Certes, mais il se trouve que les tarifs administrés ont été maintenus assez bas - si l'on peut dire, malgré une hausse de 30 % en dix-huit mois - pour des raisons électorales.
Or, autant l'État actionnaire peut se désintéresser de la rentabilité financière de ses entreprises pour mettre en oeuvre sa politique énergétique, autant une entreprise qui sera détenue à 66 % par des investisseurs financiers saura exiger des tarifs en cohérence avec l'évolution des prix mondiaux du gaz, soumise elle-même de plus en plus à la logique spéculative.
L'expérience vécue dans le secteur des autoroutes comme dans celui de l'eau a prouvé que la puissance publique était beaucoup moins forte face à un opérateur privé que face à un opérateur public : l'opérateur privé aura d'autant plus d'arguments à faire valoir pour obtenir une hausse des tarifs qu'il pourra être poursuivi pour dumping par l'un de ses concurrents s'il maintient une clientèle captive grâce à des tarifs trop bas.
Je vous renvoie à ce qu'a écrit la Commission européenne s'agissant des obstacles à la concurrence : elle considère que le maintien de bas tarifs énergétiques dans notre pays est une barrière à l'entrée de nouveaux producteurs sur le marché !
Aussi, une fois les élections passées, il y a fort à parier que le Gouvernement ne pourra plus ignorer l'évolution des prix des marchés mondiaux. Je ne vous apprends rien : en décidant d'ouvrir complètement à la concurrence le marché de l'électricité, vous ouvrez sciemment la boîte de Pandore. Il est donc parfaitement scandaleux de prétendre, pour des raisons électoralistes, que vous entendez protéger les consommateurs contre les effets pervers de la dérégulation.
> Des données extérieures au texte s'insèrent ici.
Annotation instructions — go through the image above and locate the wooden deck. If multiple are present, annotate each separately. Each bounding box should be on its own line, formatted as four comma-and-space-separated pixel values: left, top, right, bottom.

Monsieur le ministre de l'industrie, vous justifiez l'augmentation des prix de l'énergie par l'augmentation du prix de la tonne de dioxyde de carbone.
Le raccourci politique est facile : les 48 % d'augmentation des prix de l'électricité en un an ne seraient pas liés à la concurrence, mais seraient dus à l'inflation du prix de la tonne de dioxyde de carbone sur le marché des émissions. Or, de 2002 à 2004, la hausse des prix de gros de l'électricité a été très importante, après la baisse des années 2000 à 2002, alors qu'à cette époque ce marché n'existait pas.
Par ailleurs, il est scandaleux, pour ne pas dire plus, que les opérateurs aient répercuté par anticipation la hausse du prix de la tonne de dioxyde de carbone sur les prix de vente de l'électricité alors qu'il n'y a pas eu de surcoût, les achats de quotas ayant été nuls.
Si cette tendance à la hausse n'est pas uniquement liée aux quotas de dioxyde de carbone, à quoi pouvons-nous l'attribuer ? Nous estimons qu'elle est surtout liée au processus d'ouverture à la concurrence et de privatisation du secteur. Nous devons bien sûr le démontrer ; mais nombreux sont ceux qui ont compris que la concurrence ne faisait pas baisser les prix. Dans ce domaine, nous devons mettre en évidence le caractère atypique d'un secteur en réseau, distribuant un produit vital, non stockable et non substituable.
Pour toutes ces raisons, je vous invite à voter cet amendement.